I heard this a week ago on CNN.

Problem:
The speaker said the opposite of what she meant.

Explanation:
U.S. Secretary of State Clinton said on April 22, 2009, “I think we cannot underscore the threat …” in a presentation to the U.S. Congress, and the CNN television network broadcast it on April 23.

I do not recall the end of the statement, but I do remember that Secretary Clinton did not include the word “enough” in her statement.

If I recall correctly, the “threat” referred to the threat of the Taliban taking control of Pakistan’s nuclear arms.

Secretary Clinton was trying to say that she could not overemphasize the threat.

The verb “underscore” in this context simply means underline or pay attention to, not overemphasize.

The solution comes from including the adverb “enough” or the adverb “sufficiently” in the statement.

The Secretary’s misstatement is equivalent to someone saying “I could care less.” when he or she should say instead “I could not care less.”

Solution:
“I think we cannot underscore enough the threat …”

“Original Copy”

Self-negation

I saw “ORIGINAL COPY” misspelled in a YouTube video yesterday while writing my blog post about Engrish.com.

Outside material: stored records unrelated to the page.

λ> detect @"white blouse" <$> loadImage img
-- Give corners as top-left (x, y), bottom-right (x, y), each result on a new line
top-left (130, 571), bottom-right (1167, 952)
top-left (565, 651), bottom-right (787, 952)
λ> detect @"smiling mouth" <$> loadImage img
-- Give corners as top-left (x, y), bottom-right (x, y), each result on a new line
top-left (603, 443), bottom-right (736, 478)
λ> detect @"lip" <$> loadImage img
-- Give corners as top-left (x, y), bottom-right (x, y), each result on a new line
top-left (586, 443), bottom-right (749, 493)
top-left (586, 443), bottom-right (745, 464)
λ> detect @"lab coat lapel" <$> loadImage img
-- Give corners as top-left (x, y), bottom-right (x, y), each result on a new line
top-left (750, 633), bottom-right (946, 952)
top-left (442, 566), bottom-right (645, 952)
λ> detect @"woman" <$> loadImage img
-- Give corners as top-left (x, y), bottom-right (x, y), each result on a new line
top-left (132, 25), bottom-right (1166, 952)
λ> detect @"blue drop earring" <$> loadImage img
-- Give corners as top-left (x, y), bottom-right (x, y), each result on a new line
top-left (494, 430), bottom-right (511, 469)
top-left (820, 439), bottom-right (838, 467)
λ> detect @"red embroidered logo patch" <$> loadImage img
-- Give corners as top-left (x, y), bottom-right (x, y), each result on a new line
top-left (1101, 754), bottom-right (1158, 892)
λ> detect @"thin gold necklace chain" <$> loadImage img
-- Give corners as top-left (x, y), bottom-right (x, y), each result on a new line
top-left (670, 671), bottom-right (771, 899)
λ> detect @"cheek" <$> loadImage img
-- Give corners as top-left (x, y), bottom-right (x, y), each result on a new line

The phrase went right past me when I first saw it yesterday — probably because it is so common, especially in American English.

But reading the phrase a second time made me think, “Huh?!”

How can something be original and a copy at the same time?

It cannot, so this phrase is a self-negation.

For fun, I searched Google for “original copy” (with the quotation marks, to avoid variations) and got about 1,100,000 matches.

Yikes!

A “quantum leap” is NOT impressive.

Euphemisms, Nouns, Self-negation

Have you ever heard someone say something similar to “The company made a quantum leap in productivity this past quarter.”, as if trying to say that a lot of progress was made?

I do not know the origin of the phrase “quantum leap”, but you should know that this euphemism, which is especially popular in American business, is essentially a self-negation.

The classic definition of the noun “quantum” is the smallest quantity of radiant energy that can exist independently.

A “quantum” in physics is the energy that is equal to the frequency of the associated radiation times Planck’s constant.

And a “quantum leap” refers to the discontinuous, instantaneous jump of an electron in an atom from one quantum state to another.

So taking a “quantum leap” truly refers to taking the smallest leap possible — not exactly what most Americans mean when they say it.

I suspect that many people misapply the phrase “quantum leap” so that they can sound smarter.

But they end up sounding a bit ignorant or pompous to anyone who has been exposed to even a little bit of modern physics.